These changes arguably justify dismantling much of the federal drug enforcement infrastructure as we know it, argued an article in Foreign Affairs by Steven Dudley published this spring, declaring "the days of the monolithic, hegemonic criminal groups with all-powerful leaders are over." As a result, "For U.S. policymakers, it may be overkill to direct the resources of six federal law enforcement agencies toward dismantling these groups, especially in the era of synthetic drugs."
The author observed that today there are "a wide variety of American, Chinese, Dominican, Indian, and Mexican groups supplying the U.S. market, some that conduct almost all of their business online from within the United States."
The FA story linked to a detailed report on Fentanyl smuggling via Mexico and China that's worth a look for those interested in either addiction or drug enforcement. Texas largely has been spared a huge fentanyl problem essentially by chance: the cartels that supply Texas sell "black tar" heroin which doesn't mix well with fentanyl, while heroin that comes to the northeast and midwest from Dominican suppliers or from the Sinaloa cartel on the west coast is more easily mixed. Check out the spike in national overdose deaths associated with the rise of fentanyl:
None of this is to say Texas has no overdose problem. We do, and it's worsening. But it's so far been focused more on meth and cocaine than opiods.
Regardless, the death total was heightened by the Governor's veto of and continued opposition to Good Samaritan legislation. Moreover, the state's failure to expand Medicaid under the Affordable Care Act keeps drug treatment out of reach for nearly all low-income people except through the justice system. Jails and prisons are a poor and ineffective substitute for free-world healthcare, for addiction as much as for mental illness.
Notice, none of the things that would actually save lives involve chasing down drug suppliers in other countries. That has shown to be fruitless. What Americans refer to as "cartels" are really vast hydra-like webs of interconnected companies and criminal organizations that readily reproduce the function of any and every severed limb. Many, many billions of US taxpayer dollars have been spent trying to slay these beasts and for every head severed, two grow in its place.
This isn't new, by the way, it's always been true. It was easy for anyone paying attention to the world of drug smuggling to see that shooting Pablo Escobar solved nothing. Only reducing US-side demand can scale back the scope of the drug trade.
American law enforcement largely has failed, or more aptly, refused to accept this reality. As Upton Sinclair famously put it, “It is difficult to get a man to understand something, when his salary depends on his not understanding it.”
The "kingpin" model justified numerous law-enforcement strategies - e.g., expanded use of asset forfeiture, reduced Fourth Amendment protections, abetting the rise of SWAT teams and execution search warrants via SWAT-like "dynamic entry" - that in practice mostly empower law enforcement in petty, workaday cases.
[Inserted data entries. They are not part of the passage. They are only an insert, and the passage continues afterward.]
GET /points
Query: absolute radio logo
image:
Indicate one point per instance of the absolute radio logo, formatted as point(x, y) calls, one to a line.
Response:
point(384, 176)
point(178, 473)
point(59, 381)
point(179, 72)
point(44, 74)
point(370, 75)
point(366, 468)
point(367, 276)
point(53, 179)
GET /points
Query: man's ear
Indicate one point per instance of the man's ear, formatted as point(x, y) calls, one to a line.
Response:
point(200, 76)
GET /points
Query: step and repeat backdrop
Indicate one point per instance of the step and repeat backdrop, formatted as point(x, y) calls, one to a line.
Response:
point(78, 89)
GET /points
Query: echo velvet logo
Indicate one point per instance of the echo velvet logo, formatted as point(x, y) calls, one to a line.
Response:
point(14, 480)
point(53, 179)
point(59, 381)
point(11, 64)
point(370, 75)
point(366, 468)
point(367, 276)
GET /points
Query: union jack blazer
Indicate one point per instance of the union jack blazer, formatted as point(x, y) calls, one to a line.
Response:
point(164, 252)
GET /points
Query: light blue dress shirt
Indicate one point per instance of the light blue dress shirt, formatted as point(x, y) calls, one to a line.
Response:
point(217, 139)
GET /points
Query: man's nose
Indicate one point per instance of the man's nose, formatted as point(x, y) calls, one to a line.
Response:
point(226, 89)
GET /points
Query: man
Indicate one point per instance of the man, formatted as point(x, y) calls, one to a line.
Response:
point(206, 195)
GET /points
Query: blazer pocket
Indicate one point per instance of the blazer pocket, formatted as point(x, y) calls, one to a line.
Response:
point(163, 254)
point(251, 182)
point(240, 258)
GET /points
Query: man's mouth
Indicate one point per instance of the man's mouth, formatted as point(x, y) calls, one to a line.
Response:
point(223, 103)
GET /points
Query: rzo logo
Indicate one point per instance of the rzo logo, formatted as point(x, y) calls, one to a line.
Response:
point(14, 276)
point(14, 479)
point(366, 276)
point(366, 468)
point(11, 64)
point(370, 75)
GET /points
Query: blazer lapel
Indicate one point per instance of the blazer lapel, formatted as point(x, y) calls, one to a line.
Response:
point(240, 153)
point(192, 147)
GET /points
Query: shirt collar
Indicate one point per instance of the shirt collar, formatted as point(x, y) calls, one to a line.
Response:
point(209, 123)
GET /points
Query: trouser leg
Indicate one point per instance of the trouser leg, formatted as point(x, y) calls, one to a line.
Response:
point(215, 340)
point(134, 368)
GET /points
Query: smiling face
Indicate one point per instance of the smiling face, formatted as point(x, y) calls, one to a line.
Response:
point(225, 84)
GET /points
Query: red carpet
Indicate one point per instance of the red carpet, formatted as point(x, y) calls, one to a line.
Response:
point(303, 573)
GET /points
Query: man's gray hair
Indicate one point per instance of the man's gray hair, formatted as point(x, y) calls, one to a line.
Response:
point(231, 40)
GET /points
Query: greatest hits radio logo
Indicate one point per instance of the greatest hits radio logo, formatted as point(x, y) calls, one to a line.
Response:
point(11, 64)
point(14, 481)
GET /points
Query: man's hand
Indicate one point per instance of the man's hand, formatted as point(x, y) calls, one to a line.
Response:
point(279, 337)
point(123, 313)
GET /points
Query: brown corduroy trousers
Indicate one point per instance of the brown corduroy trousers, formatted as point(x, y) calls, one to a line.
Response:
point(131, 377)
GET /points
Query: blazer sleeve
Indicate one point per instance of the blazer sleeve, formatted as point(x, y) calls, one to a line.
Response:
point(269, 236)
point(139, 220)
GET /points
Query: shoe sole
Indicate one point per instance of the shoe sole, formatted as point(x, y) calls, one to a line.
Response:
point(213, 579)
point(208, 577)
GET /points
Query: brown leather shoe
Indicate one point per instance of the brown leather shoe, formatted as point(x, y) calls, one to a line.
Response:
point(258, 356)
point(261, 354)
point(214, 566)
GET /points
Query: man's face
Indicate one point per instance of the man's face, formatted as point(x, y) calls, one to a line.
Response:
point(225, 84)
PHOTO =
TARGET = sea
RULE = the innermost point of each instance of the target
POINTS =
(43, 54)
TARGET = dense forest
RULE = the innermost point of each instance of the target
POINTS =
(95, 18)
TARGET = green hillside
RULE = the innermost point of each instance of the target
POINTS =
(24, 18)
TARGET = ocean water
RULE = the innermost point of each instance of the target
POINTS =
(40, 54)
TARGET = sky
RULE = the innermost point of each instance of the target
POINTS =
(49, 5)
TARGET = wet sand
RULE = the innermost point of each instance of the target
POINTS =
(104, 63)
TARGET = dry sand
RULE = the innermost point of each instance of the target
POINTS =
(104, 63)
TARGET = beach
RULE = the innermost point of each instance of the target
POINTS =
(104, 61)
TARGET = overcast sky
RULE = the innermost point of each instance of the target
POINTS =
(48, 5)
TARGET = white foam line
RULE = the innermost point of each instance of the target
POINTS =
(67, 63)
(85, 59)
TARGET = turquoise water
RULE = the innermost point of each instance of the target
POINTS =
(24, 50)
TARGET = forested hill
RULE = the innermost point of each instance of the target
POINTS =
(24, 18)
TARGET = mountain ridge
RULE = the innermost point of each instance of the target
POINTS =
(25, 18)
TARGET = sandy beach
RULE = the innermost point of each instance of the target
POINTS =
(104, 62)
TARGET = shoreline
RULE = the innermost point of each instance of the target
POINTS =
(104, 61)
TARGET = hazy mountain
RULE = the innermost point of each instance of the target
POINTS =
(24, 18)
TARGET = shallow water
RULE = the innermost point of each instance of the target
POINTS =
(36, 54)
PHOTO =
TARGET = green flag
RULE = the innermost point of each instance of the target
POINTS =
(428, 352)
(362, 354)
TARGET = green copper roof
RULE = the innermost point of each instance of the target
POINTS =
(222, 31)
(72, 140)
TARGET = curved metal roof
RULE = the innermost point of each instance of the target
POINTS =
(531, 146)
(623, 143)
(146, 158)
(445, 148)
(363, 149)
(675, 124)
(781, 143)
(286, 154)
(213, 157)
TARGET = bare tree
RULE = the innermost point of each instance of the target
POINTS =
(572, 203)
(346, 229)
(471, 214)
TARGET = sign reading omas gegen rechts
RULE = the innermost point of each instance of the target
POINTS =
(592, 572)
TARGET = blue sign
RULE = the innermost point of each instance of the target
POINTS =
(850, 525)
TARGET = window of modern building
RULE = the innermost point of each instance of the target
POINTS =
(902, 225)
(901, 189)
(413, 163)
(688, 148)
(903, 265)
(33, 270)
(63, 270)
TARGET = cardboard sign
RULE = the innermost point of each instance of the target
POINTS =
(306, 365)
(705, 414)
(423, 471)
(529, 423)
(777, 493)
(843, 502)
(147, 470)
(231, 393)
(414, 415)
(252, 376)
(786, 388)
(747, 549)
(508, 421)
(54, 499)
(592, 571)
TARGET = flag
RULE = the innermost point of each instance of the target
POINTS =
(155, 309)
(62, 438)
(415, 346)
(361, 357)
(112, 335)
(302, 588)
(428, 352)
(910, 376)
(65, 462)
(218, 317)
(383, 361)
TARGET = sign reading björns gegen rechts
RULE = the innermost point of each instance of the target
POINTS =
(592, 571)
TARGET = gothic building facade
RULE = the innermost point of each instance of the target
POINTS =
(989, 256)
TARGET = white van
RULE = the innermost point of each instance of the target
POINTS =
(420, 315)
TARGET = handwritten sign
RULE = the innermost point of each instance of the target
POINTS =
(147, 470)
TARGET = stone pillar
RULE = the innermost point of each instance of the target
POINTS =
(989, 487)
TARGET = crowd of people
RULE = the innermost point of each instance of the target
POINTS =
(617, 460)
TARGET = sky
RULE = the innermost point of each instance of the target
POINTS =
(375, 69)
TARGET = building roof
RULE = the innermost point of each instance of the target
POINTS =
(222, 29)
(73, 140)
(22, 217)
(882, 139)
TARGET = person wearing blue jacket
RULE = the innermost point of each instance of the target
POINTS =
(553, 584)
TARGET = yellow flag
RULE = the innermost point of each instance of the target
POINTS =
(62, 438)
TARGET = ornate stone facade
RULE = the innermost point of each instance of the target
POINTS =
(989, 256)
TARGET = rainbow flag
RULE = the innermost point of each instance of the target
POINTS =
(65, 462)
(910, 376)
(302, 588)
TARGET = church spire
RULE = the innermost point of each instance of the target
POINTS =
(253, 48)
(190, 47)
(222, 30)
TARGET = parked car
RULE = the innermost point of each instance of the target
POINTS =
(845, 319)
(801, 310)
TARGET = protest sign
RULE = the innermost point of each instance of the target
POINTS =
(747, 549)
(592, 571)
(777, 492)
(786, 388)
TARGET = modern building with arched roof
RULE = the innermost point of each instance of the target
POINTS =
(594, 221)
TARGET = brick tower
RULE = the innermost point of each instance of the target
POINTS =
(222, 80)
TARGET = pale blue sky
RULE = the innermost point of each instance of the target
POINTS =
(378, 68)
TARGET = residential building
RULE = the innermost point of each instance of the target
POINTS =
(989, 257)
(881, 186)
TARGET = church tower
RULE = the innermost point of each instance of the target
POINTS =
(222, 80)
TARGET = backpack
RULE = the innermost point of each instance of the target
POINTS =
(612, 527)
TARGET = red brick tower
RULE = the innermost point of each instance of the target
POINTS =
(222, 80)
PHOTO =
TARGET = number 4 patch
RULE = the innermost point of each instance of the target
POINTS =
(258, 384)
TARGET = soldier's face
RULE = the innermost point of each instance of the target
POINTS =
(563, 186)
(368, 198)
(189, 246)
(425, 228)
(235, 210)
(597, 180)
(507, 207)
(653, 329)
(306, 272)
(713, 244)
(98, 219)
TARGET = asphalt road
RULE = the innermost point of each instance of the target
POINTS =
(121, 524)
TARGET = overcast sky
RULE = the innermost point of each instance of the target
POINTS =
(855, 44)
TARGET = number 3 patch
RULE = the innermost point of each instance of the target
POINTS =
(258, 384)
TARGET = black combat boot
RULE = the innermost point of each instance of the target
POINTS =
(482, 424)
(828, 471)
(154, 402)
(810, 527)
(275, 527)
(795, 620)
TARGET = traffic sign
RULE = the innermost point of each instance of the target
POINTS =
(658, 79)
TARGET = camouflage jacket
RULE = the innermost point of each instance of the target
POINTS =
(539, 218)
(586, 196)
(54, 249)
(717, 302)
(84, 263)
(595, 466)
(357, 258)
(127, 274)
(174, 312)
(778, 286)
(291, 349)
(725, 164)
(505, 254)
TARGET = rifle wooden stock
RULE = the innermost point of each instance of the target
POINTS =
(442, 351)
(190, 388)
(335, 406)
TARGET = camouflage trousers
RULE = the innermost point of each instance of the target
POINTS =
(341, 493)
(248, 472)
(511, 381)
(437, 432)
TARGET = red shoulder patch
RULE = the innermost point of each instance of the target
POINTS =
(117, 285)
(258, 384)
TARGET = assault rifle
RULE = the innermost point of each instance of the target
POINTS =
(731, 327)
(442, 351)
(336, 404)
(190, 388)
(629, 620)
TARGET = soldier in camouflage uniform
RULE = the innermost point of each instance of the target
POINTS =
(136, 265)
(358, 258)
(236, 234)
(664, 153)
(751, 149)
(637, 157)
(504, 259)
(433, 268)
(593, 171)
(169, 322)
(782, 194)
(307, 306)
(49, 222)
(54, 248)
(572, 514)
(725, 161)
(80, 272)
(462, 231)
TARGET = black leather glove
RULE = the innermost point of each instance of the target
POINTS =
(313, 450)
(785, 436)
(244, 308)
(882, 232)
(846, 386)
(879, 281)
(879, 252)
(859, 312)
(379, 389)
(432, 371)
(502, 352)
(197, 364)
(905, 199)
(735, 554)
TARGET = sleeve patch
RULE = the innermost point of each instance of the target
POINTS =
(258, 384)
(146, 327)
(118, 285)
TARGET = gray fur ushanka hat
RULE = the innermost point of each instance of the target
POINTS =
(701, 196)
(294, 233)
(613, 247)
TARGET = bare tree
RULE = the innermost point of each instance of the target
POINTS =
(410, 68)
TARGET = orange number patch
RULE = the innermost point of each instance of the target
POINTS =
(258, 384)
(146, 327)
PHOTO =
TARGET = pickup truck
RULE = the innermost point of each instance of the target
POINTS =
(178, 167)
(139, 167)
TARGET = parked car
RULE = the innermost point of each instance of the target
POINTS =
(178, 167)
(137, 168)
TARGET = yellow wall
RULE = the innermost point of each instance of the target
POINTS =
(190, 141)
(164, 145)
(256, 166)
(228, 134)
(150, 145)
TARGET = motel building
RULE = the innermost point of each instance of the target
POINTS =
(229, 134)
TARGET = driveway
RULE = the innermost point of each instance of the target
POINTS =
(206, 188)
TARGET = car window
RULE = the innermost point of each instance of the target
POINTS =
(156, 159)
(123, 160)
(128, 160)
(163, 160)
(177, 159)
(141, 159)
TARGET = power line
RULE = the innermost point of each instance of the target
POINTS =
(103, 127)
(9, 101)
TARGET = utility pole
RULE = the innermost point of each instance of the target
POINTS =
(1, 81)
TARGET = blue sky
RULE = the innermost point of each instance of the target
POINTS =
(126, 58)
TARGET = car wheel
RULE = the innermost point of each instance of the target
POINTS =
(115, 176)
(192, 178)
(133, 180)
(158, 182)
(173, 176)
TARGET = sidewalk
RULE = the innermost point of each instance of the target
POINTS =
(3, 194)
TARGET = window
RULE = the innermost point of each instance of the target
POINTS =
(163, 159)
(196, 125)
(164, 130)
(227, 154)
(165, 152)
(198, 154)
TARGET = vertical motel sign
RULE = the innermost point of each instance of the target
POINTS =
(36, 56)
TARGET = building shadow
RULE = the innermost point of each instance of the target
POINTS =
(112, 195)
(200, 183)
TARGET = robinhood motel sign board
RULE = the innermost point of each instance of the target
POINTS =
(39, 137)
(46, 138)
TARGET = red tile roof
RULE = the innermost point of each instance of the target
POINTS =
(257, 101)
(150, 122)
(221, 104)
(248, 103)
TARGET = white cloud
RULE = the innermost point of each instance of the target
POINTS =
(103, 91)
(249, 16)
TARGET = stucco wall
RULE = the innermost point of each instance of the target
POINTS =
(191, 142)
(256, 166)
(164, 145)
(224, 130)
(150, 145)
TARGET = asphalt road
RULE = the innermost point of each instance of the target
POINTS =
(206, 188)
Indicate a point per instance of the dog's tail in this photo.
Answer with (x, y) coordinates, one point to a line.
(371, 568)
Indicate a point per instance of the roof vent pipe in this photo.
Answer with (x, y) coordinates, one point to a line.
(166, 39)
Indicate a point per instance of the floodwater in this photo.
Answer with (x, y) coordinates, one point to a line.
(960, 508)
For many years, the drug war was also a reliable source of federal pork.
All this was justified by the idea that trolling for "little fish" could lead to catching "big fish." But even the big fish turned out to be parts of massive schools and were easily replaced. We have decades of evidence that catching, jailing, or even killing "kingpins" does nothing to reduce addiction in the United States.
So if supply-side interdiction has proved pointless, what might affect the demand side? The best way to reduce demand would be to expand Medicaid to access treatment funds to fight addiction. Another recently proven method is to encourage legal, domestic sourcing. Pot legalization in many states has bolstered domestic supply and substantially reduced, but not eliminated, demand for illegal imported marijuana, as demonstrated in this data from the fentanyl report mentioned above:
One final thought: The myopic focus of US drug policy on Latin America is an odd thing, because Afghanistan is overwhelmingly the most important source of illicit opiods coming into the US, according to the Department of State (p. 29 of the pdf):
But drugs are almost exclusively portrayed in the press as a Mexico problem. (China's role was particularly highlighted in the fentanyl report.) In fact, the international illicit drug trade is a global problem, one fueled almost entirely by an insatiable US demand. As long as demand, and prices, remain high, no supply-side intervention will ever "solve" it. As the Foreign Affairs story colorfully concluded:
El Chapo was a powerful and wealthy drug lord, and bringing him down was an undeniably important step in curtailing the reach of Mexico’s cartels. But burnishing his status as a kingpin perpetuates a false narrative that destroying him—and those like him—will solve the problems posed by the drug trade. In fact, convicting one drug lord is more akin to plucking a single bee from the hive.